Is our local church a safe place for sad people?

Recently Nancy Guthrie gave some sound counsel about those in our body who are grieving.   Nancy, like all of us, is a sufferer.  God has taught Nancy much through her suffering.  You can find some of Nancy’s articles and personal testimony  here.  Below are two questions from the interview.   

What’s the most helpful thing we can do for a fellow church member struggling through grief?

Grieving people have four primary needs that the church has a key role in addressing:

  1. They have intense sadness that is lonely and lingering that needs to be respected.
  2. They have significant questions that need to be addressed in light of Scripture.
  3. They have broken relationships that need to be healed and normalized.
  4. They have a deep desire to discover some meaning and purpose in their loss.

While we make room for people to be sad.
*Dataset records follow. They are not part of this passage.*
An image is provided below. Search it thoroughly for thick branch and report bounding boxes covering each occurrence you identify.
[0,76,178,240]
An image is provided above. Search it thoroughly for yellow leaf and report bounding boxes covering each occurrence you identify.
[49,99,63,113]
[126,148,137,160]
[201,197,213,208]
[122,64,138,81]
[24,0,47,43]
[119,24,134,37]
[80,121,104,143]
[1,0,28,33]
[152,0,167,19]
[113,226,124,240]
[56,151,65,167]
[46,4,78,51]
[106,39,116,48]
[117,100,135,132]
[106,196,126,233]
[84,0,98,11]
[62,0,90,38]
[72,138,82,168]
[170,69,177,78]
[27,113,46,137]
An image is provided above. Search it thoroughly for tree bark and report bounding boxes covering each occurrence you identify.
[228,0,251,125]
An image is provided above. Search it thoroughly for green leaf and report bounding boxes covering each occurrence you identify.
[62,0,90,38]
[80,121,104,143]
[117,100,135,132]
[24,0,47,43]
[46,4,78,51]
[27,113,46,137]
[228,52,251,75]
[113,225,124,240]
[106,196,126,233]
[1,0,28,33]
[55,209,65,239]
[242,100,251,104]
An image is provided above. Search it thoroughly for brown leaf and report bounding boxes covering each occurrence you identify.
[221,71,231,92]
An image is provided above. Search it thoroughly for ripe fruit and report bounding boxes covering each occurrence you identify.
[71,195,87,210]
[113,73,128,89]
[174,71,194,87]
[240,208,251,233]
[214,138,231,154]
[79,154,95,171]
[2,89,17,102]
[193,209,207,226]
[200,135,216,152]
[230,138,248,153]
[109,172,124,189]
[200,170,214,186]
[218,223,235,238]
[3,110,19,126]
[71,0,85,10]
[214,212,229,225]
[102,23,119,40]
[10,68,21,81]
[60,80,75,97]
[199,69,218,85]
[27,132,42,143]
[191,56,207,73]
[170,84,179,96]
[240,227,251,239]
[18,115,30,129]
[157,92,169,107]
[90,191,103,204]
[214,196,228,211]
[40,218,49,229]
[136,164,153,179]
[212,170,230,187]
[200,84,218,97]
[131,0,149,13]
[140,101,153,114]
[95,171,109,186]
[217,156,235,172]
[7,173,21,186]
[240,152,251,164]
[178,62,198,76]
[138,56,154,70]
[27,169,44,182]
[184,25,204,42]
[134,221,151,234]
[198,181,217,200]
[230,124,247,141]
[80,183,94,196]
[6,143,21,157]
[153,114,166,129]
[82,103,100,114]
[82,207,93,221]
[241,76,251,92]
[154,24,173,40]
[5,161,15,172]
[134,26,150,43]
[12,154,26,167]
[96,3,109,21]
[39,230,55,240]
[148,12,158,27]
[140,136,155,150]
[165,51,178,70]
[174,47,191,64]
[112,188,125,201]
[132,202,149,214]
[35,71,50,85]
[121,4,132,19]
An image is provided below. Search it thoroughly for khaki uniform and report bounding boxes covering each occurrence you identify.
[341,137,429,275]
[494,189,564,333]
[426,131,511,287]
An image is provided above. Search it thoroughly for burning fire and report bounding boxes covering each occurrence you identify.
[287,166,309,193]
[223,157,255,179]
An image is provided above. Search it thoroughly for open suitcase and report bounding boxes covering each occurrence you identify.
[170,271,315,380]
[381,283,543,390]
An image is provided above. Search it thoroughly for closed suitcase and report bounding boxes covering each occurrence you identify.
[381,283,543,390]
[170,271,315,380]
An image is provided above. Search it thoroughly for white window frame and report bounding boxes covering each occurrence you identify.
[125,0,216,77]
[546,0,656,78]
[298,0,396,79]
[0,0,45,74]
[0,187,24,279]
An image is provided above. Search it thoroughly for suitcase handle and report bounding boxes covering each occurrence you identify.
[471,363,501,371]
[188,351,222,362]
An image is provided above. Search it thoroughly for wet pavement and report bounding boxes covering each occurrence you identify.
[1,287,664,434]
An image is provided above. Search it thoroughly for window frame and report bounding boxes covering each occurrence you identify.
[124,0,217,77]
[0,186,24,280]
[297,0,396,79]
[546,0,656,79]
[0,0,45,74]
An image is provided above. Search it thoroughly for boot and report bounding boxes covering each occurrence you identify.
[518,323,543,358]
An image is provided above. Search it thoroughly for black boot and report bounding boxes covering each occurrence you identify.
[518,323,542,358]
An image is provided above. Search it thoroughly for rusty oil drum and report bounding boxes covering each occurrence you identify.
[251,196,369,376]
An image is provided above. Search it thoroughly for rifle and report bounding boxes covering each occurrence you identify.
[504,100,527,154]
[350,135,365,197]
We want to walk with people in expectation that God will indeed do a work of healing in their lives so that they do not stay stuck in their sadness, but emerge from it strengthened in their confidence in God, deepened in their understanding of the Scriptures, and equipped to serve others.

What are some common errors we make when trying to help someone going through a difficult time?

On a practical level, we say, “Just call me if I can help.” The truth is, when you’re going through a family crisis or grief, you don’t really want to have to keep asking for help or organize all of the help you need. To have someone assume the responsibility for organizing meals and other practical help is a great gift. Even better is the person figures out what is needed and simply says, “I’m coming over Wednesday morning to do your laundry.”

Sometimes we’re afraid of saying the wrong thing to someone who is hurting so we say nothing, adding to his or her hurt by ignoring it. Or we’re afraid that “bringing it up” will make the person sad, not realizing that our “bringing it up” actually allows that person to release some of the sadness they are already feeling.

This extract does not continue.